In its current state, the pool is several feet deep, big and wide around, with just one problem, as Wolfe has tirelessly pointed out: There's no water coming through the dam. The current water level is too low to reach the slot near the top.

Wolfe has in her possession hundreds of documents and articles detailing the history of Crystal Springs and the current battle against Perrier and the Thomases. The surrounding community was originally socialist, and old deeds call into question whether any one person can rightfully claim ownership. There was a battle back in the '20s when a fence was erected, but Wolfe says the fight ceased when the fence came down.

The most valuable of those articles, maps and deeds are kept under lock and key for Wolfe by a friend. She asks that I not print who. Can't be too careful.

Undiscovered, a little afraid, we all retreat to the cover of the woods.



"If you were on the trail, you were trespassing," says Susan Stephens, the former president of the University of South Florida's Student Environmental Association, who has known Wolfe for about a year. The two worked side by side last fall when Save Our Springs held a protest attempting to prove the navigability of the spring in the hope that the federal government might step in and stop the pumping.

It's doubtful the two will work together again.

"I have mixed impressions," Stephens says of Wolfe. "Up until a couple of weeks ago, I thought she was a really good example of grass-roots at its best. Someone whose energy was just really focused into this spring issue."

The mixed part of it comes in, she says, because "Terri's a little bit of a loose cannon. I kind of knew that, but I hadn't really seen it up close and personal."

She saw it when she attended a Hillsborough County Commission meeting with Loeblich and Wolfe.
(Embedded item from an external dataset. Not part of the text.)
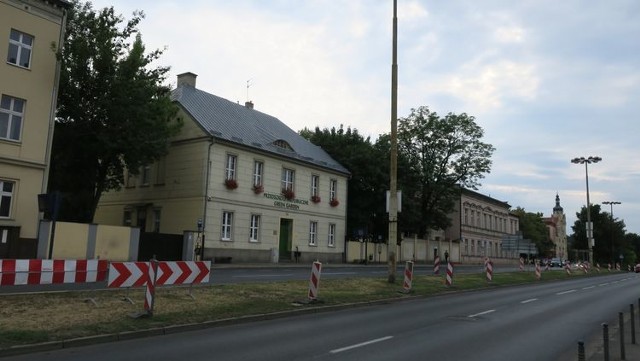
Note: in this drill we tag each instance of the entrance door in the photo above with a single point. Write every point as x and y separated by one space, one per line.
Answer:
286 231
At Wolfe's request, Stephens went along with them prior to the meeting and documented, on video and film, "the no-flow situation" at Crystal Springs.

"Stew had specifically told her prior to the meeting `to` be careful what she said, and don't bring any attention to the fact that we had trespassed," says Stephens. "They knew we were trespassing, but it's better left unsaid.

"First thing out of `Wolfe's` mouth was, ‘I did not trespass.'"

Stephens continues: "I'm sorry, but not only was she blatantly lying, but I think she red-flagged the situation, and she also kind of pointed a finger, like ‘I didn't, but maybe somebody else did.'

"An environmentalist, a conservationist, wouldn't go out of his way to do something like that. They have more sense than that. And they protect their sources, and there's a certain kind of ethics involved. I think Terri violated that ... I totally lost respect for her at that point.

"She has a good cause," Stephens adds. "I support the cause, but I personally have issues with Terri."

Indeed she does. Stephens had nominated Wolfe for a conservation award presented by Chevron. (Yes, that Chevron.) But Stephens' loss of faith in Wolfe was so complete and final that when Chevron called her, Stephens retreated. "It was a cash award, a big promotional deal, fancy dinner in New Orleans, a big deal and, you know, she blew it. She blew it."

In nominating Wolfe, Stephens needed recommendations and some biographical information. Linda Andrews helped out by writing a short biography. In it, she called Wolfe "a voice for the elderly and the generations of children to come."

Andrews herself concedes that Wolfe can be her own worst enemy, which by turn may be detrimental to Save Our Springs.

But, Andrews says, "The thing about Terri is, she cannot be corrupted. She is pure. And there aren't many of us you can say that about."